History of the Peloponnesian War
Thucydides
Thucydides, Vol. 1-4. Smith, Charles Foster, translator. London and Cambridge, MA: Heinemann and Harvard University Press, 1919-1923.
Afterwards, when the Athenians at Samos heard of this, they sent some ships to the Hellespont as a reinforcement and guard, and an insignificant sea-fight occurred off Byzantium, eight ships opposing eight.
Now among those who held control at Samos,[*](Those elected leaders in ch. lxxvi.) Thrasybulus, after he had effected the revolution, always held very strongly to the same opinion, that they should recall Alcibiades, and finally in a meeting of the assembly he won the majority of the soldiers to his view. And when these had passed a resolution recalling Alcibiades and granting him immunity, he sailed across to Tissaphernes and brought Alcibiades back to Samos, thinking that their only salvation was to convert Tissaphernes from the Peloponnesian side to their own.
Accordingly, an assembly was held, in which Alcibiades complained with much lamentation of his personal misfortune in being exiled; he also spoke at length on matters of state, inspiring in them no slight hopes regarding the future, and went on to magnify to excess his own influence with Tissaphernes. His object was that those who were in control of the oligarchy at home should fear him and that the political clubs which conspired against him should more surely be broken up; also that the army at Samos should hold him in greater honour and feel a greater degree of confidence themselves; and finally that the enemy should be filled with all possible suspicions of Tissaphernes and so deprived of their present hopes. Accordingly, Alcibiades in a spirit of boasting went on and made these great promises:
that Tissaphernes had solemnly pledged to him that, if he could but trust the Athenians, so long as he had anything left of his own they should not lack subsistence, no, not even if in the end he had to sell his own bed; and that he would bring the Phoenician ships, which were already at Aspendus, and deliver them to the Athenians and not to the Peloponnesians; but, he had added, he could place confidence in the Athenians only on condition that he, Alcibiades, should be restored in safety and become surety to him.

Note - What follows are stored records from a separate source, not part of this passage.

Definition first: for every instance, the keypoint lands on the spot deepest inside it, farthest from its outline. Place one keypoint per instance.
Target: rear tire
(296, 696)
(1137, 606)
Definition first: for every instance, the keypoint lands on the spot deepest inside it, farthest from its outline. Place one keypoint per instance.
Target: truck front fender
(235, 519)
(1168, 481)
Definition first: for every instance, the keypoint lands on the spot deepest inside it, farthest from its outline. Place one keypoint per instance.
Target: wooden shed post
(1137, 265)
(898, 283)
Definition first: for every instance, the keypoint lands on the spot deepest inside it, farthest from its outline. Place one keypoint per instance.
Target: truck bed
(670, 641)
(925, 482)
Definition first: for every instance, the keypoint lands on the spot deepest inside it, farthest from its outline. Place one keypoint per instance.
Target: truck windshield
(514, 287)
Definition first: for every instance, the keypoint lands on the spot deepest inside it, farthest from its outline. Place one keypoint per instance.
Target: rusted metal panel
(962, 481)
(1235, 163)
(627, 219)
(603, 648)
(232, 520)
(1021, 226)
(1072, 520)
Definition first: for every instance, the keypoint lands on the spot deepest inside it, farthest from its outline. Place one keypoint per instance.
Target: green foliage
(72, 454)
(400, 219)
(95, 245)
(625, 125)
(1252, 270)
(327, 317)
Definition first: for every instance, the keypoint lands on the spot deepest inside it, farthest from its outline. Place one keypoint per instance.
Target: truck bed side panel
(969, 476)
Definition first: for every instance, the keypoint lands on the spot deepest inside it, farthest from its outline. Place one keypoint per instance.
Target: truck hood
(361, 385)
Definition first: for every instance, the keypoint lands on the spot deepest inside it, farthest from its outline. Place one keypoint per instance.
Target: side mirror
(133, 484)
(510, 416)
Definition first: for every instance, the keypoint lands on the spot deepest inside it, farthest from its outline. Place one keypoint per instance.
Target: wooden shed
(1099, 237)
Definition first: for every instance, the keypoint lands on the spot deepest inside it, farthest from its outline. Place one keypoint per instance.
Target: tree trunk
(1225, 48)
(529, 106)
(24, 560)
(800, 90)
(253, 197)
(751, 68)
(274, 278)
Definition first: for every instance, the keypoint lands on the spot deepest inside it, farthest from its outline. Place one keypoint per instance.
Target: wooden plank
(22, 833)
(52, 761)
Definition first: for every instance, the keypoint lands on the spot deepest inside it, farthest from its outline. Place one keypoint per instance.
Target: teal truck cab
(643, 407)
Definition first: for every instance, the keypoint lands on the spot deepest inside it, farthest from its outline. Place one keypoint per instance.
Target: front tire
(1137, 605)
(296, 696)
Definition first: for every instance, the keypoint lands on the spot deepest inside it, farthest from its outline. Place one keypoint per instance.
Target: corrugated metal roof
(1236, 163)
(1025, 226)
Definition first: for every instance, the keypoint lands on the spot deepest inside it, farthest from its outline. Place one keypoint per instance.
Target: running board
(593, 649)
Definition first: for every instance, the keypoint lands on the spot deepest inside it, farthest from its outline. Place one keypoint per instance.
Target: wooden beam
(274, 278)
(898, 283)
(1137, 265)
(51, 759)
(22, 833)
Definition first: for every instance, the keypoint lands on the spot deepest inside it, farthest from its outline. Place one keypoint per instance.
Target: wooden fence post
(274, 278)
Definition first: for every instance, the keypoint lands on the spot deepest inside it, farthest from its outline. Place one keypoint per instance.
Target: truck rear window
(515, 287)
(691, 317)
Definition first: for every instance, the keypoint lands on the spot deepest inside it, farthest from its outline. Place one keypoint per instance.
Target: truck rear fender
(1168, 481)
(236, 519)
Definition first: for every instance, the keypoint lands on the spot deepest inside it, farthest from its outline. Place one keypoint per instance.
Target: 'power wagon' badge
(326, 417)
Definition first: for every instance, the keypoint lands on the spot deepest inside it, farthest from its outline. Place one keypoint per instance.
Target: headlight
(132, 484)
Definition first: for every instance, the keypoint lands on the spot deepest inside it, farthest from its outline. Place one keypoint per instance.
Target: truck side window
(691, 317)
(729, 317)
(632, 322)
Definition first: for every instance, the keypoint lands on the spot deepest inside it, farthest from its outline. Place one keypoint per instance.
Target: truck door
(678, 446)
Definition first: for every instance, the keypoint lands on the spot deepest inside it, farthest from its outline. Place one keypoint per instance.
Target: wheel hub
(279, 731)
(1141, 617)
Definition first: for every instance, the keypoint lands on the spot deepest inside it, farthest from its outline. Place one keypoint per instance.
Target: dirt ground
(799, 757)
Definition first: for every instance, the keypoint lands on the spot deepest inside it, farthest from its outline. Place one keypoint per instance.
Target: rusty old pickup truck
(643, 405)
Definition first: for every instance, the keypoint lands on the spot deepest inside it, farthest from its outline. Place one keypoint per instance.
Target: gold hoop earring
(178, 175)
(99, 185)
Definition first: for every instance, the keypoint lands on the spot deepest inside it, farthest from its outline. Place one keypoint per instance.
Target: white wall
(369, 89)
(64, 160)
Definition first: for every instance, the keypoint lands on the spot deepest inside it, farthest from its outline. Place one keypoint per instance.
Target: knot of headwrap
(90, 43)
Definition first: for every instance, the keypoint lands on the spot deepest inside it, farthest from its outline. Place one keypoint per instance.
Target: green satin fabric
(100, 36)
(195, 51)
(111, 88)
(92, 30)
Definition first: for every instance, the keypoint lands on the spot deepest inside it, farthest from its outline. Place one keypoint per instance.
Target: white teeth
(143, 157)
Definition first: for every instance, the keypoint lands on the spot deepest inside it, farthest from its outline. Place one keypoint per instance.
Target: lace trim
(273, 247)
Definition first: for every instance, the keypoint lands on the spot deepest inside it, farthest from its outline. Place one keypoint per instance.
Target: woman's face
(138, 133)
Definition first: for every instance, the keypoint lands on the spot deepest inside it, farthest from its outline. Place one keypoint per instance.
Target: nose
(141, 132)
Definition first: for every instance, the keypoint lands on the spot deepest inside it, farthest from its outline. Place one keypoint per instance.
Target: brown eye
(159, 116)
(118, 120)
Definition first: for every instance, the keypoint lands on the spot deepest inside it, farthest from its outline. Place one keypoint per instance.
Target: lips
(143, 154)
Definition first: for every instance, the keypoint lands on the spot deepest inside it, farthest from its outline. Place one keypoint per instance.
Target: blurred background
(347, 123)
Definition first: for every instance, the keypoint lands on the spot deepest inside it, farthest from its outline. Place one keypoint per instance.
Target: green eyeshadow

As they heard these and many other promises, they not only elected Alcibiades general without delay, to act with the generals already in office, but also entrusted to him all their affairs; and there was not a man of them that would have exchanged for anything his present hopes both of his own safety and of having revenge upon the Four Hundred, and they were ready at that moment both to despise their present enemies on the strength of the words they had heard and to sail to the attack of Peiraeus.